To look at a specific file object, you can access via either index or key

td.files[0].df
Index "Living Space (sq ft)" "Beds" "Baths"
0 1 2222 3 3.5
1 2 1628 3 2.0
2 3 3824 5 4.0
3 4 1137 3 2.0
4 5 3560 6 4.0
5 6 2893 4 3.0
6 7 3631 4 3.0
7 8 2483 4 3.0
8 9 2400 4 4.0
9 10 1997 3 3.0
td["1.csv"].df
Index "Living Space (sq ft)" "Beds" "Baths"
0 1 2222 3 3.5
1 2 1628 3 2.0
2 3 3824 5 4.0
3 4 1137 3 2.0
4 5 3560 6 4.0
5 6 2893 4 3.0
6 7 3631 4 3.0
7 8 2483 4 3.0
8 9 2400 4 4.0
9 10 1997 3 3.0

Tabular data processing pipelines

Let’s see the pipeline options

td.get_pipeline_options()
['FilterByLabel',
 'FilterByRegex',
 'FilterDuplicateFiles',
 'FilterDuplicateRowsAfterConcatenation',
 'FilterDuplicateRowsEachDataframe',
 'FilterInvalidFileExtensions',
 'FilterSubsample',
 'LabelerValidationAndTest',
 'AggregatorConcatenateDataframes']

Now let’s configure our own pipeline and run it

td.configure_pipeline(["FilterDuplicateFiles", "AggregatorConcatenateDataframes"])
print(td.pipeline)
td.run_pipeline()
Kaishi pipeline: 
0: FilterDuplicateFiles
1: AggregatorConcatenateDataframes

As expected, the duplicate file was filtered

td.file_report()
Current file list:
+-------+-----------+-----------------------------+--------+
| Index | File Name | Children                    | Labels |
+-------+-----------+-----------------------------+--------+
|   0   |   1.csv   |     {'duplicates': [2.csv]} |   []   |
|   1   |   3.csv   |     {'duplicates': []}      |   []   |
+-------+-----------+-----------------------------+--------+
Filtered files:
+-----------+---------------+
| File Name | Filter Reason |
+-----------+---------------+
|   2.csv   |   duplicates  |
+-----------+---------------+

But what about the concatenated dataframe? When Kaishi pipeline components create artifacts, they are added to the artifacts member of a dataset.

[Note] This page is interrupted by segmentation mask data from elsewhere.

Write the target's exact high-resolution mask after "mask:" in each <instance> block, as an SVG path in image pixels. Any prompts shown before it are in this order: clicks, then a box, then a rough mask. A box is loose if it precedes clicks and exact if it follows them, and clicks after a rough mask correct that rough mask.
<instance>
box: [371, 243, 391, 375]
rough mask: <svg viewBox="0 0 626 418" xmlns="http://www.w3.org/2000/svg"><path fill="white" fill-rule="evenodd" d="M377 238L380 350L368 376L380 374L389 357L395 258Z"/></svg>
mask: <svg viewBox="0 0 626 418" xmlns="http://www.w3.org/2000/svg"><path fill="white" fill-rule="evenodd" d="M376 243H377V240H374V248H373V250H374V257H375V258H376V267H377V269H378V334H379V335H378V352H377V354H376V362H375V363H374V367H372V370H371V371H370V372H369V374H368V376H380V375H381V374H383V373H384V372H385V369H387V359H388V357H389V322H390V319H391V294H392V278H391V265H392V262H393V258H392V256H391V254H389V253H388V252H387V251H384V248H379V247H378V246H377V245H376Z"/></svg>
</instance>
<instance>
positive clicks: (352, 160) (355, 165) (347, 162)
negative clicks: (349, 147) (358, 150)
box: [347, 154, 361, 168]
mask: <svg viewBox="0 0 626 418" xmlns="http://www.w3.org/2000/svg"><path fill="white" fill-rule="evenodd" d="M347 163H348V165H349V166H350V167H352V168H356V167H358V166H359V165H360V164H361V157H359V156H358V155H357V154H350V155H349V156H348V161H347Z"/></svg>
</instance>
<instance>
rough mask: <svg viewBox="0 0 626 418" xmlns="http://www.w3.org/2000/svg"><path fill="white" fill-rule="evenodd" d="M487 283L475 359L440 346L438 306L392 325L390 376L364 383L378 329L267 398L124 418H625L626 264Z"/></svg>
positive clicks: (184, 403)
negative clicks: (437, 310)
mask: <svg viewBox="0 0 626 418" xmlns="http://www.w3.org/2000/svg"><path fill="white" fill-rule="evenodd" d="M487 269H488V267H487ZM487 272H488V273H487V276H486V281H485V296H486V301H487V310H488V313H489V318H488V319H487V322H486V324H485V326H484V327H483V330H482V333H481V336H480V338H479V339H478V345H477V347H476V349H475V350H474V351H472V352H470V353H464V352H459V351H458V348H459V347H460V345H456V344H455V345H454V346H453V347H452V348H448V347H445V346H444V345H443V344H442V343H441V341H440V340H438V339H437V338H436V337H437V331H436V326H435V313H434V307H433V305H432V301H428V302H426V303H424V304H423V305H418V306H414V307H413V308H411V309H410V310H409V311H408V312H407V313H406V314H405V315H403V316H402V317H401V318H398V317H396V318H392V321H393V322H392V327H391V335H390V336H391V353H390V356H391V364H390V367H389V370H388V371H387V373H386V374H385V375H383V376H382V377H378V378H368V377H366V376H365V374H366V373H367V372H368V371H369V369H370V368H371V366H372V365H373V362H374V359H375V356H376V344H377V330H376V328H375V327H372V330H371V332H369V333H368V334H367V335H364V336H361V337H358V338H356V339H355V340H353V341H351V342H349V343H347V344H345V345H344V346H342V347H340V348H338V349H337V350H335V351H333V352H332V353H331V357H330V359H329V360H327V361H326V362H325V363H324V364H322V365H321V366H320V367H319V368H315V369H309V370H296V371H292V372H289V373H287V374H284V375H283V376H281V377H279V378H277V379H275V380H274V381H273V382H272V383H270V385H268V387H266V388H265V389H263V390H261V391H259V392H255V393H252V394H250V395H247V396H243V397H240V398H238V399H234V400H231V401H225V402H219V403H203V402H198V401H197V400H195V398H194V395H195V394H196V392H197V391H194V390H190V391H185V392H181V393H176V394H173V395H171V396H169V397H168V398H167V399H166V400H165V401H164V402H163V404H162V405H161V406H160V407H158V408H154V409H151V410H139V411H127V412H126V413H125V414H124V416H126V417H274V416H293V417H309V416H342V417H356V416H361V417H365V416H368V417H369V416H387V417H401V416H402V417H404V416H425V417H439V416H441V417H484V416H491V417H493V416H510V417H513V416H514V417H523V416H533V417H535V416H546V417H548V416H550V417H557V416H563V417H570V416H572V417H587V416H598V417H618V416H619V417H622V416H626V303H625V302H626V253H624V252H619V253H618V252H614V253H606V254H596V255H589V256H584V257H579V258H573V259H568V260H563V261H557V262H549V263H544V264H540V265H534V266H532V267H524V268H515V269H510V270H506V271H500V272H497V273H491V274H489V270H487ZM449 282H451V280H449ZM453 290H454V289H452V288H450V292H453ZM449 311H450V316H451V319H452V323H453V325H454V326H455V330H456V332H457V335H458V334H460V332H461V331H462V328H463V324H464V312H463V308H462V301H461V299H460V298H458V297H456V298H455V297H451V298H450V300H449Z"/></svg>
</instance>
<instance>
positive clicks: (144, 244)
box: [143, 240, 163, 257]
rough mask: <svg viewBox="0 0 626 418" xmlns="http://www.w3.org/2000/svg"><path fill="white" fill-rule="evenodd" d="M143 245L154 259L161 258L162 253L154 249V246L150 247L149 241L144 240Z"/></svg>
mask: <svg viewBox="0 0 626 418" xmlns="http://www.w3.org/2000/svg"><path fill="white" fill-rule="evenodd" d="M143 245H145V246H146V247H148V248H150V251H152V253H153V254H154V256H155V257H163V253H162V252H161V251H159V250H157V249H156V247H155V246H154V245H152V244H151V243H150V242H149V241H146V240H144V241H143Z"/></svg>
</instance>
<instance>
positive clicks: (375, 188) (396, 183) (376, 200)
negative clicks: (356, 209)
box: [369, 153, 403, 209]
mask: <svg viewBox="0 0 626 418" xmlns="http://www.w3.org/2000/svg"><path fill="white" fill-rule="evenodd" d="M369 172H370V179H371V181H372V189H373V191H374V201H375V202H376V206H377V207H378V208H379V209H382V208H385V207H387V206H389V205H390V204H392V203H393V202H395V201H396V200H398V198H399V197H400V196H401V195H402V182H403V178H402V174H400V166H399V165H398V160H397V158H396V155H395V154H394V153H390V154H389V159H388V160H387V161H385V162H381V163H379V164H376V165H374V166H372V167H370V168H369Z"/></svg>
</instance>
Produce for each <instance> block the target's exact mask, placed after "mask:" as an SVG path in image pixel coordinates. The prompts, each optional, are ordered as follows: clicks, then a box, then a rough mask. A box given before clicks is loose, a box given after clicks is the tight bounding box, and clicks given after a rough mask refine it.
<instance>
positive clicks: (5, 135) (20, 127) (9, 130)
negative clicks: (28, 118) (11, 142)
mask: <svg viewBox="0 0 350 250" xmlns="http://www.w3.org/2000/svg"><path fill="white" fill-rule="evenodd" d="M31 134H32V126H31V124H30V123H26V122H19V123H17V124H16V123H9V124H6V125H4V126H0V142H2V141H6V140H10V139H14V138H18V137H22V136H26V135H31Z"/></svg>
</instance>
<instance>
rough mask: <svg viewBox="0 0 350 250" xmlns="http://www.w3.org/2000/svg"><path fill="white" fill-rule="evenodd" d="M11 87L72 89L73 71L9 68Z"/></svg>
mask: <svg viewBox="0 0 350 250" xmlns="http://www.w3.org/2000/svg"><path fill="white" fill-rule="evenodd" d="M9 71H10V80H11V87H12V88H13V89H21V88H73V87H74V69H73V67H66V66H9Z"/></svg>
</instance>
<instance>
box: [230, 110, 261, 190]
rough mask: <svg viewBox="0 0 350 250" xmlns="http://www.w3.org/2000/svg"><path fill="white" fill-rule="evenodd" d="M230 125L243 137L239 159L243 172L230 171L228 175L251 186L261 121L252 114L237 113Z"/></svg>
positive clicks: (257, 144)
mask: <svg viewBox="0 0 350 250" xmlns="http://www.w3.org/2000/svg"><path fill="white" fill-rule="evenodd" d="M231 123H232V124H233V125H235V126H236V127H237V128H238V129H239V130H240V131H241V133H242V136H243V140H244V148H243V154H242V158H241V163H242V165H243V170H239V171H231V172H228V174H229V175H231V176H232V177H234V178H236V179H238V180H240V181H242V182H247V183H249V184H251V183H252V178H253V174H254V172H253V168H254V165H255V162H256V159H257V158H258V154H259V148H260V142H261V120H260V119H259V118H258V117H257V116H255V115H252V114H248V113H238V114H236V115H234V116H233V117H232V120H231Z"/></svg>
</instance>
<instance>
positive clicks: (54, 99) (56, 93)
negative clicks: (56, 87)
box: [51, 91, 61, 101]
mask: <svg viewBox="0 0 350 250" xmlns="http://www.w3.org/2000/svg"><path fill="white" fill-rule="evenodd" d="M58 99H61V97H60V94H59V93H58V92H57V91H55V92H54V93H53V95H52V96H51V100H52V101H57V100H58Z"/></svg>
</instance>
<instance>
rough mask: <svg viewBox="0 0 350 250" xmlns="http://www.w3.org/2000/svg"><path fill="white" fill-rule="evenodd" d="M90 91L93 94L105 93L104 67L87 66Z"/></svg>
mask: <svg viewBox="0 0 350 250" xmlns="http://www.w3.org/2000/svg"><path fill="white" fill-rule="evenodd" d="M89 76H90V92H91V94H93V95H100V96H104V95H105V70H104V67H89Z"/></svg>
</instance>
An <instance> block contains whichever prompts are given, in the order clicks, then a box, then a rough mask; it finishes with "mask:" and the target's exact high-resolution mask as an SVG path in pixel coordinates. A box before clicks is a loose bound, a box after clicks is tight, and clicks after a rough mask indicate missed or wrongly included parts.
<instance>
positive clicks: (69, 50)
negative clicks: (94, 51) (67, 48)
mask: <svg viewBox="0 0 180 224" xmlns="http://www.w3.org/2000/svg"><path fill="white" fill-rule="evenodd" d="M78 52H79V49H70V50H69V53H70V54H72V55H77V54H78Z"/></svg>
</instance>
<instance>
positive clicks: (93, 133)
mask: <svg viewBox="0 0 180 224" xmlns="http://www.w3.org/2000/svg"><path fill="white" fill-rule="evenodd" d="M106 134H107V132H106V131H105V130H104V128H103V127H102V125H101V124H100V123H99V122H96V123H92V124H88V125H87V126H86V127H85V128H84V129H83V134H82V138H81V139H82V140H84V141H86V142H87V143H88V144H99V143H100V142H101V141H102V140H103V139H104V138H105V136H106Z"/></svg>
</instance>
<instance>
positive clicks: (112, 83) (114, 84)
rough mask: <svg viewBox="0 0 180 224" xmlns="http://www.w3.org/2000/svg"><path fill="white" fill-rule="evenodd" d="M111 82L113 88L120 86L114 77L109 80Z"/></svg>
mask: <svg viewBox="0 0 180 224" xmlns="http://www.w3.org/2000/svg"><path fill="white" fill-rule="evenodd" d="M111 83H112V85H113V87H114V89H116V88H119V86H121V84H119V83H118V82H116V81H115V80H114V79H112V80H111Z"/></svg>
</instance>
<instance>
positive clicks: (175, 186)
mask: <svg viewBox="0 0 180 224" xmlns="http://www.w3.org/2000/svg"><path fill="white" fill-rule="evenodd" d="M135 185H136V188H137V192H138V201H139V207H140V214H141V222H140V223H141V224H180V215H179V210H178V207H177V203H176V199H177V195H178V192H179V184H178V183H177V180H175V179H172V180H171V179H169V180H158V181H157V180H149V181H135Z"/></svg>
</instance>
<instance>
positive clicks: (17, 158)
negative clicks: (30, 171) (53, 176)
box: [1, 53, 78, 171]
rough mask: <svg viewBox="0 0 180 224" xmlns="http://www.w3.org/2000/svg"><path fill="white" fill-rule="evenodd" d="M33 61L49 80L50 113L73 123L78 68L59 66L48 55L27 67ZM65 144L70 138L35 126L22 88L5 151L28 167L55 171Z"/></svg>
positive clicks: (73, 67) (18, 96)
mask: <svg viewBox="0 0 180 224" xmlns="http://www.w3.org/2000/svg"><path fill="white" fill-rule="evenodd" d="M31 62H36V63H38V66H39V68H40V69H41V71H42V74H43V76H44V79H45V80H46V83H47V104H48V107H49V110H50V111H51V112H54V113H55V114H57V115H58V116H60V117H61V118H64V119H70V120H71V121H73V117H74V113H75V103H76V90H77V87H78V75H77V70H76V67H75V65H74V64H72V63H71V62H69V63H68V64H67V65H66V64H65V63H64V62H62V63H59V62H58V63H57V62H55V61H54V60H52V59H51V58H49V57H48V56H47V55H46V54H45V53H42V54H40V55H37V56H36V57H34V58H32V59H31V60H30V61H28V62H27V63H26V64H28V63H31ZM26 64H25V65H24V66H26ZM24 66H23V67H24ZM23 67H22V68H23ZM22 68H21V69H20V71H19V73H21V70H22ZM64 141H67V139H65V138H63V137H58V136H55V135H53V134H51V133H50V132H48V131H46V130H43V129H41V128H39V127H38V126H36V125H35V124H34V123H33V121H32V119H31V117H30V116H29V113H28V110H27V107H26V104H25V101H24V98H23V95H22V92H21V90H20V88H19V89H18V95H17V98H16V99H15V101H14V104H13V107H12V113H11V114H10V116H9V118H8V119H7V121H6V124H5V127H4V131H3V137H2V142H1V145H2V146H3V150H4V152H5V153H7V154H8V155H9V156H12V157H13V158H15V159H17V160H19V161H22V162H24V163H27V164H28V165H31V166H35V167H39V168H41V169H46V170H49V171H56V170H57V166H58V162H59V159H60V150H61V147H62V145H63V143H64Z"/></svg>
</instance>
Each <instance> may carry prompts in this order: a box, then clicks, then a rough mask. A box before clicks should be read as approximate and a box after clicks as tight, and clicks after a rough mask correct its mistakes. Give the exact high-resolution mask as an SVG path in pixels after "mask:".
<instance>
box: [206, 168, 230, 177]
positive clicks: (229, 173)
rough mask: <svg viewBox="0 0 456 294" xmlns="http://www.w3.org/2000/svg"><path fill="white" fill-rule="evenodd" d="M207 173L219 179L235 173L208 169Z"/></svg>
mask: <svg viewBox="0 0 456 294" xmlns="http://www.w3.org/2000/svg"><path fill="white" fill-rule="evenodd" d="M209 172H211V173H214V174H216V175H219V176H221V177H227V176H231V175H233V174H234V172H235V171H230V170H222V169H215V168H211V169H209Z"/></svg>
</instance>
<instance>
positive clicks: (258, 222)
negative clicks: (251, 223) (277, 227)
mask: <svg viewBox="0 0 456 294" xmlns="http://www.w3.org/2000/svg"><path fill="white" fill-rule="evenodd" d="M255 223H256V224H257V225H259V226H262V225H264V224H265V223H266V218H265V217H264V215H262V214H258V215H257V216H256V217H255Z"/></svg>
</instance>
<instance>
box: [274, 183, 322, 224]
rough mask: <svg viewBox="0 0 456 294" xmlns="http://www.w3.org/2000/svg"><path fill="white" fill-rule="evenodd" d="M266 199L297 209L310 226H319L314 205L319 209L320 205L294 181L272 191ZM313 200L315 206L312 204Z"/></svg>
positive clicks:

print(td.artifacts.keys())
dict_keys(['df_concatenated'])
td.artifacts["df_concatenated"]
Index "Living Space (sq ft)" "Beds" "Baths"
0 1 2222 3 3.5
1 2 1628 3 2.0
2 3 3824 5 4.0
3 4 1137 3 2.0
4 5 3560 6 4.0
5 6 2893 4 3.0
6 7 3631 4 3.0
7 8 2483 4 3.0
8 9 2400 4 4.0
9 10 1997 3 3.0
10 11 2222 3 3.5
11 12 1628 3 2.0
12 13 3824 5 4.0
13 14 1137 3 2.0
14 15 3560 6 4.0
15 16 2893 4 3.0
16 17 3631 4 3.0
17 18 2483 4 3.0
18 19 2400 4 4.0
19 20 1997 3 3.0

This ultimately sets the framework for being able to manipulate your own tabular data sets and add custom functionality, without the hassle of dealing with the boring and monotonous ETL steps.